Es un manuscrito que dio muchas vueltas y al que se le conocen al menos cinco dueños, por lo que muchas de sus hojas están rotas, con resto de humedad o con restos del paso de gusanos.
Tampoco está terminado y desde el folio 37 les falta la letra inicial y los calderones, aunque se han dejado los huecos. Muchas de las imágenes tampoco están terminadas, aunque sí están trazadas a falta de darles color. Ese es el caso de la figura del lobo que nos ocupa.
En el folio 8r se explica por qué las aves acuáticas vuelan hasta los humedales cada noche:
«Las causas por las que cada día van a los humedales son porque se encuentran más seguras de las fieras, como las nutrias, los zorros y otras alimañas y también de las rapaces (…) Durante la noche están en el agua no sólo para protegerse de las nutrias, los zorros, los lobos y otros animales peligrosos que podrían hacerles daño mientras duermen, sino también para, pasando allí la noche, poder dormir y descansar tranquilamente»
En la zona inferior derecha podemos ver claramente un mamífero que podría ser un zorro y más abajo, simplemente perfilado, la figura del lobo.
Es imposible saber por qué se dejaron sin terminar justo esa imagen, aunque es cierto que ocurre más veces a lo largo del manuscrito: con algún ave de poca entidad durante todo el códice y desde el folio 94v al 100r, donde todas las imágenes de cetreros están sin colorear.
Nunca sabremos, por tanto, si fue al final de un duro día de trabajo y que al día siguiente se le olvidara o incluso no fuera el mismo y pensara que el folio estaba terminado. Desde luego es un manuscrito sin rematar, al menos a lo que en la parte de iluminación se refiere, y es probable que la causa de ello fuera la batalla de Benevento en 1266, donde Carlos de Anjou, en alianza con las tropas de la Santa Sede, atacaron y mataron al propio Manfredo.
Pero al igual que el canis lupus real, nuestro lobo supo esquivar las adversidades y aparecer en la copia francesa que se hizo del manuscrito del que estamos hablando. A finales del s. XIII o principios del s. XIV, el manuscrito aparece en Francia y sus dueños encargan una versión en francés (el original estaba en latín, la lengua internacional de la época). Esta traducción se conserva como manuscrito 12400 en la Biblioteca Nacional de París pero, ¿el copista se habrá fijado en el lobo?

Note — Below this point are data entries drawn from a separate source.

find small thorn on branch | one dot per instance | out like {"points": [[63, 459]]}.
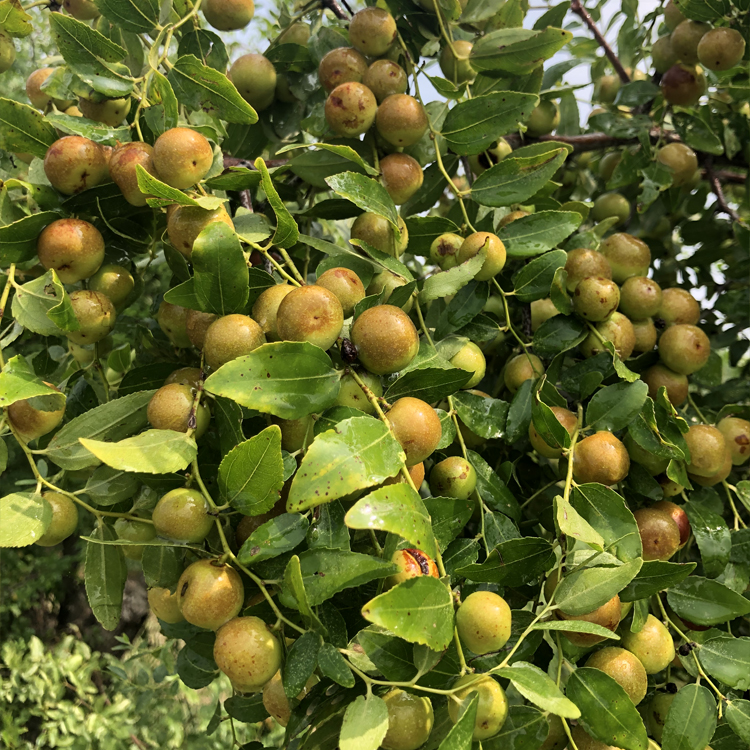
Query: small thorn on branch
{"points": [[577, 8]]}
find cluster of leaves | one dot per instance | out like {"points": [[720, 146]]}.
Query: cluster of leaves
{"points": [[319, 569]]}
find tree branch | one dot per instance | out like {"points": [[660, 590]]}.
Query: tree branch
{"points": [[579, 10]]}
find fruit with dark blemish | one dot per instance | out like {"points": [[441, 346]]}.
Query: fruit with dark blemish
{"points": [[72, 247], [182, 157], [210, 594], [229, 337], [73, 163]]}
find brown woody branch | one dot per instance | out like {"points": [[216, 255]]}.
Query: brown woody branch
{"points": [[577, 8]]}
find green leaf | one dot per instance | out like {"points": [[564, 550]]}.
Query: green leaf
{"points": [[251, 474], [537, 687], [366, 193], [359, 452], [516, 179], [474, 125], [537, 233], [287, 232], [397, 509], [23, 129], [111, 421], [105, 576], [365, 724], [706, 602], [517, 51], [533, 281], [200, 87], [587, 589], [607, 712], [614, 407], [419, 610], [275, 537], [25, 518], [151, 452], [288, 379], [691, 719]]}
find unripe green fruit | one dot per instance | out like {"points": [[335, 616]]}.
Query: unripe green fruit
{"points": [[341, 65], [596, 298], [678, 307], [73, 163], [483, 622], [721, 49], [122, 169], [652, 645], [417, 428], [401, 176], [640, 298], [228, 15], [401, 120], [453, 477], [385, 77], [601, 458], [627, 255], [254, 76], [229, 337], [248, 653], [685, 39], [684, 348], [521, 368], [183, 516], [310, 313], [210, 594], [683, 85], [350, 394], [170, 408], [567, 419], [385, 338], [470, 358], [611, 205], [618, 330], [682, 161], [736, 433], [350, 109], [185, 223], [660, 535], [95, 314], [379, 232], [607, 616], [496, 255], [134, 531], [182, 157], [624, 668], [372, 31], [583, 262], [109, 111], [164, 605], [72, 247], [455, 63], [114, 281], [492, 706]]}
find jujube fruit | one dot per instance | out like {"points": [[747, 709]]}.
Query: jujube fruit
{"points": [[416, 426], [247, 652], [483, 622], [210, 594], [182, 515], [385, 338], [410, 720], [310, 313], [73, 163], [182, 157], [600, 458]]}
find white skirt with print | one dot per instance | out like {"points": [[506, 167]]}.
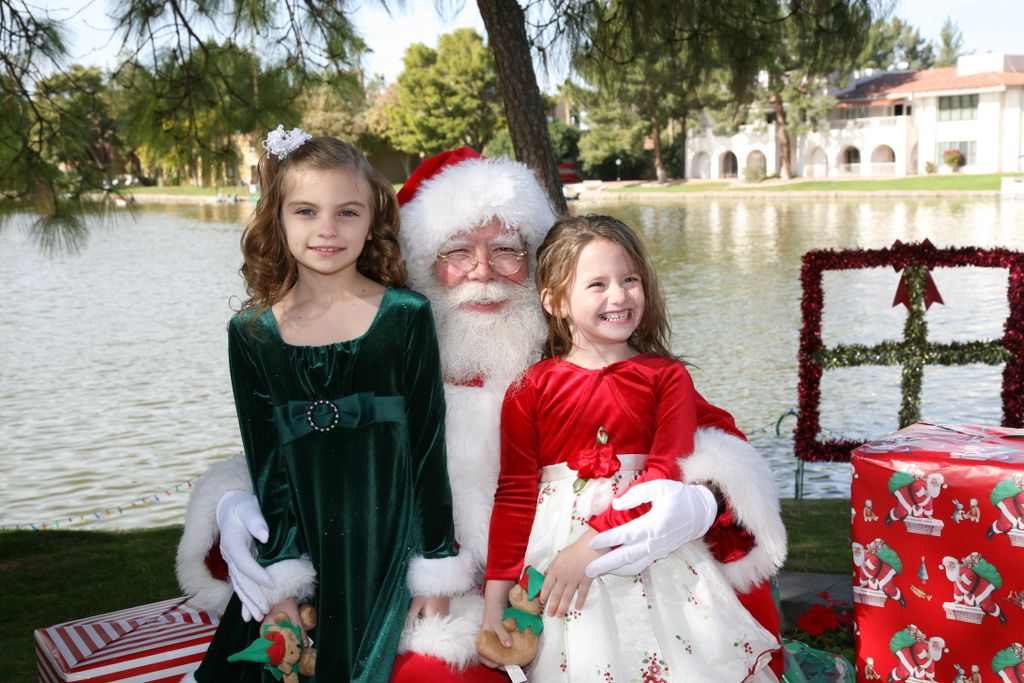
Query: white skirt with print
{"points": [[677, 621]]}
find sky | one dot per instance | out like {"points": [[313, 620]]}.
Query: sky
{"points": [[987, 26]]}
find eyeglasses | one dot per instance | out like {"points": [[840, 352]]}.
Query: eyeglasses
{"points": [[461, 262]]}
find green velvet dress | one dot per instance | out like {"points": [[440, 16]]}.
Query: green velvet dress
{"points": [[345, 446]]}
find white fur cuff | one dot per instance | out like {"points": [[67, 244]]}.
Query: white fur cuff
{"points": [[451, 638], [745, 480], [201, 534], [443, 577], [292, 579]]}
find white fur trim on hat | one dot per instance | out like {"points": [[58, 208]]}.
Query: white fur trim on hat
{"points": [[441, 577], [201, 534], [468, 195], [747, 481]]}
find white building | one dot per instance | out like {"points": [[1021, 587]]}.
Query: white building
{"points": [[892, 124]]}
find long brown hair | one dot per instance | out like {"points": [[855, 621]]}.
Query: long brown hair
{"points": [[269, 268], [556, 264]]}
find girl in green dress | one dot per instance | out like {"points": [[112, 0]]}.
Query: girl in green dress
{"points": [[338, 391]]}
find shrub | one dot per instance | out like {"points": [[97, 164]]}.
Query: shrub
{"points": [[952, 158]]}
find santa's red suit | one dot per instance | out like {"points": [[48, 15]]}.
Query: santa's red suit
{"points": [[973, 590], [914, 662], [448, 196], [914, 501], [1011, 514], [878, 575]]}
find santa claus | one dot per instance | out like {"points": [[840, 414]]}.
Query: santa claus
{"points": [[470, 227], [1008, 497]]}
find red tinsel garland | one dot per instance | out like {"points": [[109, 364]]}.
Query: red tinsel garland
{"points": [[806, 443]]}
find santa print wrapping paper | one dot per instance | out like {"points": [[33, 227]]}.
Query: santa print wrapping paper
{"points": [[162, 641], [938, 553]]}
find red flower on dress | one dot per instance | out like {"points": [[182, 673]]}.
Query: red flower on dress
{"points": [[817, 620], [596, 463]]}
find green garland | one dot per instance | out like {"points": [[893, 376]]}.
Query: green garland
{"points": [[913, 352]]}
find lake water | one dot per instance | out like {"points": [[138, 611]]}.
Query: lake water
{"points": [[114, 385]]}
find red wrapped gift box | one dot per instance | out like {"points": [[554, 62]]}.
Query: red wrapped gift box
{"points": [[162, 641], [938, 552]]}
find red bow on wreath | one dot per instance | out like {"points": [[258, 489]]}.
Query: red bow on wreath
{"points": [[595, 463], [931, 291]]}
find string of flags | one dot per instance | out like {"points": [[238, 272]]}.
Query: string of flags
{"points": [[75, 520]]}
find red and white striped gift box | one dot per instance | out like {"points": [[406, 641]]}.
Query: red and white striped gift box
{"points": [[162, 641]]}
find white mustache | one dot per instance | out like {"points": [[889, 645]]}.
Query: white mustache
{"points": [[479, 293]]}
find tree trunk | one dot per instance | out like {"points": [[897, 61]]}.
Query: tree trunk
{"points": [[782, 137], [655, 131], [505, 23], [682, 142]]}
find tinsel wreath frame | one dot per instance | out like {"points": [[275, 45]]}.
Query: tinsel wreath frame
{"points": [[915, 260]]}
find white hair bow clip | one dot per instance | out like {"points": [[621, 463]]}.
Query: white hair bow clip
{"points": [[281, 142]]}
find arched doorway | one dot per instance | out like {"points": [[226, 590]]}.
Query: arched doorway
{"points": [[849, 161], [728, 166], [757, 166], [883, 161], [700, 166], [816, 165]]}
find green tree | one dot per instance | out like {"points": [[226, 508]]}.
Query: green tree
{"points": [[185, 117], [445, 97], [950, 43], [564, 142], [646, 83], [892, 41]]}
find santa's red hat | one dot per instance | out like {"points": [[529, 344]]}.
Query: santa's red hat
{"points": [[458, 190]]}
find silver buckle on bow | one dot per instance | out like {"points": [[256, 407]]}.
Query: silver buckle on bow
{"points": [[334, 421]]}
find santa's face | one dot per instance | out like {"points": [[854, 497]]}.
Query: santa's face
{"points": [[489, 254], [489, 327]]}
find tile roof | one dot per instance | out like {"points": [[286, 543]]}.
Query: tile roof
{"points": [[890, 86]]}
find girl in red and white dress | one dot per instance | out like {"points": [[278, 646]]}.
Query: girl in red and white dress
{"points": [[608, 407]]}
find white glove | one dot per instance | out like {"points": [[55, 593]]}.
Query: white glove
{"points": [[240, 521], [680, 513]]}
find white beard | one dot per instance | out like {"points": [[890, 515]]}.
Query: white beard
{"points": [[497, 346]]}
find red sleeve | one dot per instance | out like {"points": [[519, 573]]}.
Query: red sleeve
{"points": [[712, 416], [727, 540], [675, 422], [515, 499]]}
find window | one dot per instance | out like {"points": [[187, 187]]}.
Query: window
{"points": [[958, 108], [967, 147]]}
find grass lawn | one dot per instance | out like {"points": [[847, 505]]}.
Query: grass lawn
{"points": [[938, 182], [58, 575]]}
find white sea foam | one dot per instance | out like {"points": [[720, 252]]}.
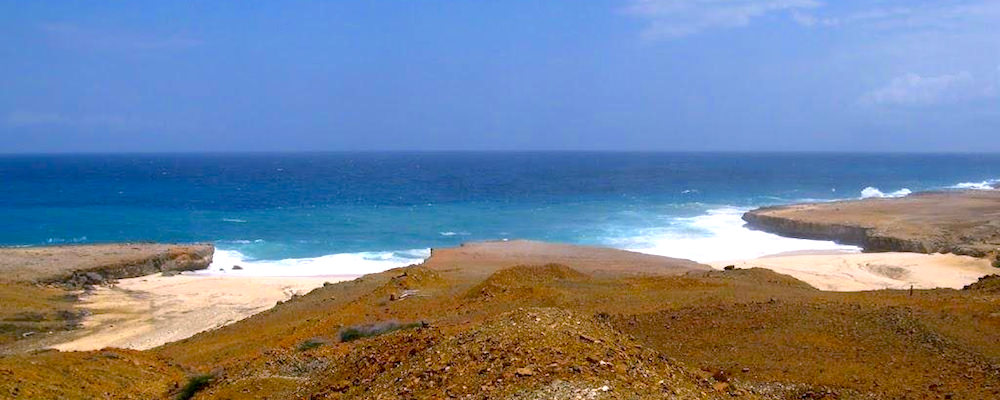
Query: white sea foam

No es que sea una reproducción muy fiel, ni siquiera le hace mucho favor a la figura del lobo real, lo que llama la atención en contraste con la representación de algunas aves, claramente reconocibles.
Quede, pues, nuestro lobo, errante entre hojas de pergamino, como muestra de su perseverancia y su presencia, una vez más, en la cultura del hombre.